Unlike hall sensors, which are isolated, shunts are non-isolated sensor devices. So, you need an isolation barrier that’s typically provided by a very precise sigma-delta modulator like the AD740x. However, a sigma-delta modulator produces a modulated digital bit steam that must be filtered and decimated by a sinc filter to produce the 16-bit samples that the control-loop algorithms can use. Typically these filters have been implemented in FPGAs, but the CM40x’s integrated sinc filters perform this function without the need for an (expensive) FPGA.

ADI also provides software to produce model-based designs that minimize time-to-market by optimizing production code.This is done through the use of MathWorks’ ARMCortex-M optimized Embedded Coder and tool suites. Engineers can deliver designs from simulation to final code implementation in an embedded platform.

Through optimized code generation, device drivers, and compiler suites, engineers can plug their designs directly into an environment for model-based design using MATLAB and Simulinksoftware, streamlining the workflow from system modeling to controller deployment to verification and certification, greatly speeding the development process.

Solar Development

The ADSP-CM40x also provides a high-performance signal chain solution for today’s modern, grid-tied solar PV Inverters. This mixed-signal control processor integrates the floating-point ARM-Cortex M4, which can accept up to 24 channels of analog sense inputs with 16-bit precision analog-to-digital conversion. On-board memory supports both the dc-dc boost stage and the dc-ac inverter stage.

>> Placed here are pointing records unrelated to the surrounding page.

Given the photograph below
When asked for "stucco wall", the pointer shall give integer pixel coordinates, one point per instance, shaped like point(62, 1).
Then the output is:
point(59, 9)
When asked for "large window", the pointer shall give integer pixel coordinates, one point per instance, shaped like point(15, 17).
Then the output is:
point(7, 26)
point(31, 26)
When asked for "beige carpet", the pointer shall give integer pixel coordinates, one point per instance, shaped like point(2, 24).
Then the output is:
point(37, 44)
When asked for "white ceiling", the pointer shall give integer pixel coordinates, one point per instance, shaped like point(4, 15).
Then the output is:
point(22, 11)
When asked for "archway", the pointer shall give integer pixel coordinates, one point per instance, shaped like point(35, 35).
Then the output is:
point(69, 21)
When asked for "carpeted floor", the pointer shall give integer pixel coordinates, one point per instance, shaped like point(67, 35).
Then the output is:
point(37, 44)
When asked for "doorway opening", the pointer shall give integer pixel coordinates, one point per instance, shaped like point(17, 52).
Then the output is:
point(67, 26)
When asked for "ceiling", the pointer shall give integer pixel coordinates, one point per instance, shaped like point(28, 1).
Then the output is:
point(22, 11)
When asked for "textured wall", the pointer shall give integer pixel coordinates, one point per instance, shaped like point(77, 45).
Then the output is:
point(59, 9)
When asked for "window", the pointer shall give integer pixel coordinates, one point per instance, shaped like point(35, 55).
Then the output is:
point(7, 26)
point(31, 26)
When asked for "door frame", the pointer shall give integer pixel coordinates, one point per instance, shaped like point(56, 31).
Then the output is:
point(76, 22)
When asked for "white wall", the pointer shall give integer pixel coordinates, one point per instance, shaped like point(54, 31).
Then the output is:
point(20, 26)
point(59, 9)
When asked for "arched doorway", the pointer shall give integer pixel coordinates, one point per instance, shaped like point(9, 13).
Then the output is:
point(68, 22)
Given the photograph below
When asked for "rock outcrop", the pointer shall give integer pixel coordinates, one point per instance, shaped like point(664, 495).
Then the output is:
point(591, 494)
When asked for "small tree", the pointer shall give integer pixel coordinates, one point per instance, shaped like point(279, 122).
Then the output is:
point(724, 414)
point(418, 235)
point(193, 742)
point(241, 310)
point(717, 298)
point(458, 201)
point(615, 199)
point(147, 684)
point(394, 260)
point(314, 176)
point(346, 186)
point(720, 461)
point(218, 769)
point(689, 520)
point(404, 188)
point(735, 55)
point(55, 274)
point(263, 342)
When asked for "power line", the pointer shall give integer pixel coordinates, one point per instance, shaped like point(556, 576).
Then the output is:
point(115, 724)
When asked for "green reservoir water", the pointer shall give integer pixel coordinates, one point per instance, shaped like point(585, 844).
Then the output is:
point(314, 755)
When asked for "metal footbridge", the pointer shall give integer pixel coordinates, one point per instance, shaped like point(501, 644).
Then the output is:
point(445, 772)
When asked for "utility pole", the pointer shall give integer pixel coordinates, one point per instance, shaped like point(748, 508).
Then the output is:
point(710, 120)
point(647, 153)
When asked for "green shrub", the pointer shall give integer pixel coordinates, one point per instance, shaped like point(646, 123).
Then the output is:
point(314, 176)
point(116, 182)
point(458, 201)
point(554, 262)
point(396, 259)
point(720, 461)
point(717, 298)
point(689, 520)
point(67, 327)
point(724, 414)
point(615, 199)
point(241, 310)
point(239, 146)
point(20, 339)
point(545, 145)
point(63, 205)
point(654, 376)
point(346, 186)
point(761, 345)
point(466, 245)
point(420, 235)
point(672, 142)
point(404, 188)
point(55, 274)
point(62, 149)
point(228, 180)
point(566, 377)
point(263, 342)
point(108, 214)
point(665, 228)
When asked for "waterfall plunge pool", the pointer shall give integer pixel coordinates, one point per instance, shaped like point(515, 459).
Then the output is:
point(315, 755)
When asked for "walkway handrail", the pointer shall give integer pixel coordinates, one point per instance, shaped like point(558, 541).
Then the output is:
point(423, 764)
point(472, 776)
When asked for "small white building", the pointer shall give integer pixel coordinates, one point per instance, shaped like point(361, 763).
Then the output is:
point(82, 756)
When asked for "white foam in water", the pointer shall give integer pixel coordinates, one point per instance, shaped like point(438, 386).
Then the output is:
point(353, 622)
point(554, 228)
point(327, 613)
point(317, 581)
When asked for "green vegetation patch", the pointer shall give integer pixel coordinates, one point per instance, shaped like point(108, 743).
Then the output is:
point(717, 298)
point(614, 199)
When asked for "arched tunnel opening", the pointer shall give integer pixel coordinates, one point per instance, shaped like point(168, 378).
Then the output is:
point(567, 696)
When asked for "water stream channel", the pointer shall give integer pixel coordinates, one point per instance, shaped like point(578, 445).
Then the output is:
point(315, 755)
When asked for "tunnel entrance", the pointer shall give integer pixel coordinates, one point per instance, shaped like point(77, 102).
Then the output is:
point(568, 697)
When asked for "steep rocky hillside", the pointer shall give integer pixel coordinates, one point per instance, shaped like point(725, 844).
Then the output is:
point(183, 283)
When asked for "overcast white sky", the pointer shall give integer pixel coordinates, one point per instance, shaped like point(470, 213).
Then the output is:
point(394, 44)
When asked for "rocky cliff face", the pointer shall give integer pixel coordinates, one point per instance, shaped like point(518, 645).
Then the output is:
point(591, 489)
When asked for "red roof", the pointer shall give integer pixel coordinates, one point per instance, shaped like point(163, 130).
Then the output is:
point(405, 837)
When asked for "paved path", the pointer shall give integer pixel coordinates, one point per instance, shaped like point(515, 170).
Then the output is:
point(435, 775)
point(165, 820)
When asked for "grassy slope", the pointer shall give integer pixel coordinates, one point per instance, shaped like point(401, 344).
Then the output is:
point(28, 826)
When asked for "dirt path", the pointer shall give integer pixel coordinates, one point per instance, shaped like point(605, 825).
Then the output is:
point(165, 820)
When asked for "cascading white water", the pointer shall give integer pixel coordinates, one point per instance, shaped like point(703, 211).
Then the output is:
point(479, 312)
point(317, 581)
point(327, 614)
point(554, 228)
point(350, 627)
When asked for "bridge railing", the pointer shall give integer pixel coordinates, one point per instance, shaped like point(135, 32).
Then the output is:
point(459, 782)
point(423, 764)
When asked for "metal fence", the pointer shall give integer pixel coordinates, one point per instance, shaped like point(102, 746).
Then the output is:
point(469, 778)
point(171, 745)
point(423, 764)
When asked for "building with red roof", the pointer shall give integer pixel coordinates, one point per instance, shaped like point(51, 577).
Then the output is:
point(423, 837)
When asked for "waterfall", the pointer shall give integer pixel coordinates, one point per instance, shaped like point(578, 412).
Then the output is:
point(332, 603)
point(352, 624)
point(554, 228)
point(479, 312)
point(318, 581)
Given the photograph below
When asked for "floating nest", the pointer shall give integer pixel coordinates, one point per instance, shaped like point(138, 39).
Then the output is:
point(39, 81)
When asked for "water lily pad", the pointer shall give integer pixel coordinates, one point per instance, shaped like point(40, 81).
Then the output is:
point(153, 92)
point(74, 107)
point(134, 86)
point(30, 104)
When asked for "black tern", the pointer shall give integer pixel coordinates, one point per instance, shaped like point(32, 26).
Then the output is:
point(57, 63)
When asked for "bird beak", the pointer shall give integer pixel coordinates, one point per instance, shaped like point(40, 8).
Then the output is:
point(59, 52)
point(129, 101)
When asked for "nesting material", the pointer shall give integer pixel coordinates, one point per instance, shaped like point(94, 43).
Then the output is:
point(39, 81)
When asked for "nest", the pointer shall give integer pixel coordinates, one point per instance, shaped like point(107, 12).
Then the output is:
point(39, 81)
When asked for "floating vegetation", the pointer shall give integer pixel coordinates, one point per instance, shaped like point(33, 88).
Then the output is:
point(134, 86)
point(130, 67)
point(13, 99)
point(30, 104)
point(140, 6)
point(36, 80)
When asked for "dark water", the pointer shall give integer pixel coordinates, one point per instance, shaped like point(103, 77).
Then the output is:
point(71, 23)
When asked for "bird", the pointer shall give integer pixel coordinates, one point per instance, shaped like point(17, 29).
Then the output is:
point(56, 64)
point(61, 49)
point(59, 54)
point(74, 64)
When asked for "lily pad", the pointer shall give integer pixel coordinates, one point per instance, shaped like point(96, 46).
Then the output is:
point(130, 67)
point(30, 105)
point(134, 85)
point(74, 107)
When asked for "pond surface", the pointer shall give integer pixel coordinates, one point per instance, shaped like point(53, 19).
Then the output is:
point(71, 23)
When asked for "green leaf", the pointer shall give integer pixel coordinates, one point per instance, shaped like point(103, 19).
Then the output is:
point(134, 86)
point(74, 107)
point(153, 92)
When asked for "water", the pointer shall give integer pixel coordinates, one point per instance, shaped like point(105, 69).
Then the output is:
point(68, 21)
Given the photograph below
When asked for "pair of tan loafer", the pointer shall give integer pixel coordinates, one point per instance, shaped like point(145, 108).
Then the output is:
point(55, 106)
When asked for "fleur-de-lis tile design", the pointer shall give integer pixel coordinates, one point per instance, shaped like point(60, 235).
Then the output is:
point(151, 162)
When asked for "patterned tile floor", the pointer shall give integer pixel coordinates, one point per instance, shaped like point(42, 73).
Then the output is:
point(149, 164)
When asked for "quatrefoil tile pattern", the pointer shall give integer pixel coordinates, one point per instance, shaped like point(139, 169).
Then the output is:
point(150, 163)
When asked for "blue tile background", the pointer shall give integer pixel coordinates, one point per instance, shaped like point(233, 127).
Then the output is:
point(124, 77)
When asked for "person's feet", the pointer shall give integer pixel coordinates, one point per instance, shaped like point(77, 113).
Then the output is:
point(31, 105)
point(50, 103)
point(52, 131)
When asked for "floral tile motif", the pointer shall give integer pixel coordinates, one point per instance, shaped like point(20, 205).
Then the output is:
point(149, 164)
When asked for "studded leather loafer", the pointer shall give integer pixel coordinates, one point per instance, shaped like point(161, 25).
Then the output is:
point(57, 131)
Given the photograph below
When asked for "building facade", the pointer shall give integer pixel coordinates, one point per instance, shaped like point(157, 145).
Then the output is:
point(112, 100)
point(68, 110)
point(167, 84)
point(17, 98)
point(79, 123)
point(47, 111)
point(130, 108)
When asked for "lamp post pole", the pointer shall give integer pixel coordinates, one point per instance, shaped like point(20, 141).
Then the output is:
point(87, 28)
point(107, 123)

The ADSP-CM403 integrates a highly capable PWM controller with up to 20 outputs along with ADI’s advanced isolated gate drivers and optional sigma-delta shunt-based current measurement for the grid side. Isolation between the dc and ac sides as well as between machine and human interfaces is enabled with ADI’s patented iCoupler digital isolation technology. This solution provides all the hardware, software, and signal processing capability needed to simplify and optimize system-level solar PV inverter designs.

The availability of more precise current and voltage samples enables more precise control loops in PV inverters. Analog-to-digital conversion speed is becoming equally as important as precision as control-loop frequencies are increasing to accommodate the faster switching speeds of more efficient power switches, including GaN and SiC devices.

ADC precision can always be improved with “averaging,” which takes the average of multiple samples to produce a more accurate, average sample. But this is done at the expense of the sampling speed or conversion latency, which impacts control-loop timing requirements. The CM40x ADC can convert simultaneous samples ever 380 ns while competitive solutions can take more than 2 µs to produce an “averaged sample” that is still not as accurate as the CM40x sample at 380 ns.

PV inverters must also increasingly address grid compliance requirements. The CM40x’s built-in harmonic analysis engine can provide efficient power spectrum analysis to enable the inverter to better match grid currents and with fewer harmonics.

Finally, ADI offers development kits to facilitate both motor control and PV development (Fig. 2). The CM40x EZ-KIT includes the processor and all of the related memory, I/O, and ADCs/DACs. Add to that a high-voltage power board with all the circuitry need to run a three-phase PM synchronous motor for development and testing. ADI also offers a solar PV inverter kit to complement the CM40x EZ-KIT for PV development projects.

2. The ADSP-CM40x EX-KIT board provides the basis for developing motor controls or PV inverters when combined with accessory boards and appropriate development software.